Harvesting scripts and docker issues

There are problems with the harvesting scripts, instructions and docker integrations. Here are the ones I had when trying to harvest the data.

README instructions incorrect

The README says:

The -app parameter will trigger a harvest of the resources stored in the Git LFS subdirectories data/rare and data/faidare filtered or not (wheatis and brc4env rely on faidare and rare data respectively).

But that's not actually the case. We still have to pass the -data option when using the -app option.

The README also shows example docker commands for indexing RARe data, but they're missing the -data option, which is necessary.

Dockerfile reproducibility

The Dockerfile uses an untagged base image (alpine). So from one build to another of the Dockerfile, we don't end up with the same result. And it's an issue because with the current alpine base image, the shell script files don't run correctly. In particular, they use find -ls and the -ls option doesn't exist when run using docker.

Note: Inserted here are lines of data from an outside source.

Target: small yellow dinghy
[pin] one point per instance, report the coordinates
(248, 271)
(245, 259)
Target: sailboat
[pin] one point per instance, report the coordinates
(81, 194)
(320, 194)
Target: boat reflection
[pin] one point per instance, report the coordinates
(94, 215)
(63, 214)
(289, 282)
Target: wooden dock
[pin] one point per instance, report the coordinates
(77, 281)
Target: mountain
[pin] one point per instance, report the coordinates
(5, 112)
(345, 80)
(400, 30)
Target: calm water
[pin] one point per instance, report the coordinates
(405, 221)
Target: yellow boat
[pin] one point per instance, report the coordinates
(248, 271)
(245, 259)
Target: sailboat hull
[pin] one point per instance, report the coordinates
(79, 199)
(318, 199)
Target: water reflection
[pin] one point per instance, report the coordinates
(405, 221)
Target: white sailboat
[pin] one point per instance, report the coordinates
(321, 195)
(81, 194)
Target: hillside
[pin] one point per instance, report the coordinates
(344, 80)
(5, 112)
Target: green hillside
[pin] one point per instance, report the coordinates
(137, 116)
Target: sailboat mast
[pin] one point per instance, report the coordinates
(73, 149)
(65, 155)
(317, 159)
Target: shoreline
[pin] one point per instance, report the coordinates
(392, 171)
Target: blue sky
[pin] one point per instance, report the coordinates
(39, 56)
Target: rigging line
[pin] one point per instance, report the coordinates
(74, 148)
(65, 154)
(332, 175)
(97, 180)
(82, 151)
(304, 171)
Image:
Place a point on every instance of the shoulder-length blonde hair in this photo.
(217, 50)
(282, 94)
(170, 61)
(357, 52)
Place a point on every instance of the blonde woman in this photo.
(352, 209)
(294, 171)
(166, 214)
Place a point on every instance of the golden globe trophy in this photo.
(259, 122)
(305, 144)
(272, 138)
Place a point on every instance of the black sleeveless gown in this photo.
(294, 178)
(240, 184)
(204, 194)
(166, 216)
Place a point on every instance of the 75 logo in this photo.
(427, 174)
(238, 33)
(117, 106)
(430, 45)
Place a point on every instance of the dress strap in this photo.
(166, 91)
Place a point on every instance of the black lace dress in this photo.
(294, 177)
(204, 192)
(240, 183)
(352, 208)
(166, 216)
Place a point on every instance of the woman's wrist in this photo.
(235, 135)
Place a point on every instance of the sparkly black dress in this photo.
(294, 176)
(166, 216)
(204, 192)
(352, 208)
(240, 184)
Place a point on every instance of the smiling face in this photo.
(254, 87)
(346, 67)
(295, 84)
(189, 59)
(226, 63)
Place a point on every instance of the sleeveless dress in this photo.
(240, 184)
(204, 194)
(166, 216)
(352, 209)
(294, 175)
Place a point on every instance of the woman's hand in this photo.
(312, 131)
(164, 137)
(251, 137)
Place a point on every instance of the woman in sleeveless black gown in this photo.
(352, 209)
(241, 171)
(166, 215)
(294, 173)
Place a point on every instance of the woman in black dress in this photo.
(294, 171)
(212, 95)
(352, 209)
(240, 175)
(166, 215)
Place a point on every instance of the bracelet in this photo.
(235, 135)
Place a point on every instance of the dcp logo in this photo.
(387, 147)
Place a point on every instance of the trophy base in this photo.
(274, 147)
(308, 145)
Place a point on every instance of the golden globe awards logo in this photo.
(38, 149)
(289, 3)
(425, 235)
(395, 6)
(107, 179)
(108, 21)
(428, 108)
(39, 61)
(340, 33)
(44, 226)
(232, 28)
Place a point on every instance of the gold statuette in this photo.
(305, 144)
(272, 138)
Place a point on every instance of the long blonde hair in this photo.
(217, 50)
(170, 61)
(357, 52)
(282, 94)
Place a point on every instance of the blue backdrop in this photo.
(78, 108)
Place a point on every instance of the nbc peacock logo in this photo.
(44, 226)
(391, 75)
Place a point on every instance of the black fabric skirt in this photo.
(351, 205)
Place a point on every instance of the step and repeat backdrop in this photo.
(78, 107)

Besides, even when removing that option from the shell scripts, building the image and running it, the script ends up failing with the following error:

Index data and suggestions...
Using timestamp corresponding to date: Fri Dec 20 10:47:26 UTC 2024
Indexing files from /opt/data/faidare/data into index located on elasticsearch:9200/faidare_search_dev-tmstp1734691646-resource-index with 4 parallel threads...
0% 0:8=0s /opt/data/faidare/data/datadiscovery-1.json.gz elasticsearch                                                    parallel: This job failed:
index_resources /opt/data/faidare/data/INRAE-URGI_Alvis_OMTD_1.json.gz data-INRAE-URGI_Alvis_OMTD_1.json elasticsearch

real	0m0.223s
user	0m0.179s
sys	0m0.106s
A problem occured (code=2) when trying to index data 
 	from /opt/data/faidare on faidare application and on dev environment
ERROR related to Elasticsearch API usage found when indexing /tmp/bulk/faidare-dev/data-INRAE-URGI_Alvis_OMTD_1.json-resources.log.gz
ERROR related to Elasticsearch API usage found when indexing /tmp/bulk/faidare-dev/data-INRAE-URGI_unfiltered_AoEwM2EyMTllZjU2ZWY4ZTM2YQ.json-resources.log.gz
ERROR related to Elasticsearch API usage found when indexing /tmp/bulk/faidare-dev/data-IPK_unfiltered_3.json-resources.log.gz
ERROR related to Elasticsearch API usage found when indexing /tmp/bulk/faidare-dev/data-datadiscovery-1.json-resources.log.gz
Error when indexing data, see errors above. Exiting.